Non-Mormon universities including Harvard Divinity School, Claremont Graduate University and Utah State University are now adding courses on Mormonism to their curricula, and several schools have added endowed chairs in Mormon studies.
Though often discussed in general courses in American history, Mormonism has been largely neglected in religious studies departments of universities around the nation. The heightened interest in the religion comes as more Mormons, including former presidential candidate Mitt Romney, receive media attention, and as more people realize that Mormons comprise a significant portion of Americans, said Richard Bushman, a professor of history at Columbia University who focuses on Mormon studies.
Claremont Graduate University and Utah State University are among the first non-Mormon universities to establish endowed chairs in Mormon studies, and the University of Wyoming may soon add its own, according to a Feb. 19 article in the Boston Globe. Bushman will assume the Howard W. Hunter Visiting Professorship of Mormon Studies at Claremont this fall. He said one of the goals of his own course is studying Mormonism's role in American history and religion.
"The idea is to situate Mormonism into the American religious landscape and also to situate it into the theological world," Bushman said.
He added that part of the growing interest in Mormonism is understanding where to place Mormonism on the scale of other religions.
"Mormons are hard to categorize - they're not quite Catholic, not quite Protestants," Bushman said. "It becomes a bit of a problem to describe what encompasses Mormonism. Comparisons become quite significant in studying Mormonism."
Bushman said courses on Mormonism could potentially cover a wide range of issues, from a basic history and introduction to "Mormons coping with the modern world." The course at Harvard is taught this semester by Melissa Proctor GS, a visiting lecturer who will receive her Ph.D. in religion and critical thought from Brown next fall.
Her course, entitled "Mormonism and the American Experience," exceeded the 15-person capacity and had to turn away interested students. Only four of the 15 are practicing Mormons, Proctor wrote in an e-mail. She said she has received enthusiastic feedback from students so far.
"We have lively discussions during seminar that often extend into conversations after class about texts we're reading or relevant theoretical issues in the study of religion that Mormonism illuminates," Proctor wrote.
According to Proctor, the Harvard course begins with an overview of the history of Mormonism and the revelation of its founder, Joseph Smith, and then moves forward with an examination of the contemporary Church of Jesus Christ of Latter-day Saints. The course is not a permanent part of the Harvard curriculum, Proctor wrote.
Utah Valley State College, University of North Carolina at Chapel Hill, University of Richmond, Vanderbilt University and Arizona State University also offer courses on Mormonism, according to a February 22 press release from the Church of Jesus Christ of Latter-day Saints.
According to Utah Valley State's Web site, the course offerings include a class on Mormon literature and one examining prejudice against Mormonism, among others.
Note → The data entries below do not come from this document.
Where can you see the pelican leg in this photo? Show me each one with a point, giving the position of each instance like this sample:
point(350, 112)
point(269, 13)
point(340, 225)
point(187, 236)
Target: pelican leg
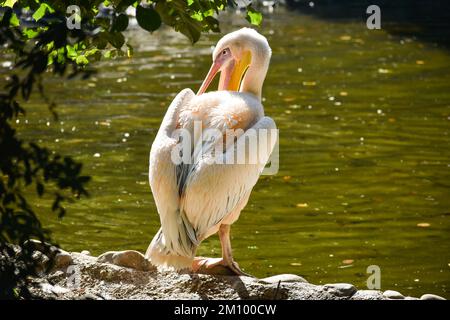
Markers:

The UNC course on Mormonism touches upon race and gender within the Church, according to the department of religious studies' Web site.
Mark Cladis, professor of religious studies and chair of the department, said Brown would welcome the addition of a course on Mormonism. He said limitations with staff and resources may preclude adding a course. Cladis said the department supported Proctor's graduate work at Brown that focused on Mormon studies.
"We supported our doctoral student to write a dissertation on Mormonism long before we knew Mitt Romney was going to be a presidential candidate," Cladis said. "We thought it was an intellectually interesting topic."
Allison Kantor '08, who is concentrating in religious studies, said she would find a course on Mormonism highly interesting. But she said she recognizes the field might be too small for a course or specialized faculty.
"Where you would have an issue is whether there is a professor who has enough knowledge on the subject," Kantor said. "You don't want a professor who is either too critical or too praiseworthy of anything."
Colin Lentz '09, another religious studies' concentrator, said he understands that Mormonism often comes second in academic institutions to world faiths that have had greater historic roles in shaping culture.
Still, he said he thinks it's important to recognize Mormon studies as an academic field.
"As a religious faith it deserves just as much of a chance to tell people about what it really is, as opposed to having other people speak for it," Lentz said.